Registrations of China-built lorries from Tesla (NASDAQ: TSLA) fell 24% in July compared to June, a fresh indication of the growing danger presented by rapidly increasing competitors in that market.
There were 11,456 Shanghai-built Teslas signed up in China in June, below 14,976 in June. The contrast was a difficult one, as June was a record month for Tesla in China, but financiers were wishing for continued momentum.
Image source: Tesla.
Tesla does not report regular monthly sales numbers in China; the registration information is from the China Automotive Information Net and was initially reported by Bloomberg.
Chinese electrical lorry maker NIO saw registrations quadruple to 3,533 in July, and European carmakers BMW and Daimler have actually electric lorries planned for the nation.

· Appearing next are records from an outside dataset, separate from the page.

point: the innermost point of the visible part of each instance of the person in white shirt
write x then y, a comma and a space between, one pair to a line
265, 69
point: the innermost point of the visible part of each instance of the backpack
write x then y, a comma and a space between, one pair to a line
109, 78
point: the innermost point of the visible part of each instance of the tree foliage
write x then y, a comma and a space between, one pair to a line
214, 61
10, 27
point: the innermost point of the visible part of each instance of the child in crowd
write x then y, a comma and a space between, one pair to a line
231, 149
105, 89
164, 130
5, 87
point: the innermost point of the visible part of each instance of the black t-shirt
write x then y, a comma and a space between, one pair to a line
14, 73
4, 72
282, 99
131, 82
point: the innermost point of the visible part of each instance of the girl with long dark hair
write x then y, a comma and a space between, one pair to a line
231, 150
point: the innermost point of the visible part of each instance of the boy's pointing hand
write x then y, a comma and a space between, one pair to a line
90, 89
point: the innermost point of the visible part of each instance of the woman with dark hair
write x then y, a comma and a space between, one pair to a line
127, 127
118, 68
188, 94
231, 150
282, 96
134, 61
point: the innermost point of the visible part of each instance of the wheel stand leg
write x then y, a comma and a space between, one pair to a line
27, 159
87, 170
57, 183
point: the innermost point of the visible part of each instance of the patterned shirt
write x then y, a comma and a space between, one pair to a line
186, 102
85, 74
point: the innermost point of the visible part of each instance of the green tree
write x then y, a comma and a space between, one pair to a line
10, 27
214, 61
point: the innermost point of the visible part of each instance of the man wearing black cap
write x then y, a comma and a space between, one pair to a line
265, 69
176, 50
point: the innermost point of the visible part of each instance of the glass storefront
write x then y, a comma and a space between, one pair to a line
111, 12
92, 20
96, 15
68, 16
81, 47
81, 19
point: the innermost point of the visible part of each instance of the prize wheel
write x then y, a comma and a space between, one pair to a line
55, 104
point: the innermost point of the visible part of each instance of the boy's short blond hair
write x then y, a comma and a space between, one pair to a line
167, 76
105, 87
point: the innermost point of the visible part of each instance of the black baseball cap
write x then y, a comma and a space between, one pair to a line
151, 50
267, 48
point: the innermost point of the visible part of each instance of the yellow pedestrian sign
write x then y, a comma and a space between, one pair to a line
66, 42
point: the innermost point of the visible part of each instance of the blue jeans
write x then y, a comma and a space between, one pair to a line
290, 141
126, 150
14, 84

Tesla previously this year cut lorry rates in both China and the United States, which was seen at the time as a response to growing competition from developed start-ups and car manufacturers.
Tesla shareholders also got some bullish news on Monday morning. Wedbush Securities expert Daniel Ives raised his price target for the stock to $1,900, from $1,800, on hope that Teslas rate cutting will stimulate increased need in the U.S. and China.
Wedbushs new target is 15% above Fridays close, but Ives kept his neutral ranking on the stock.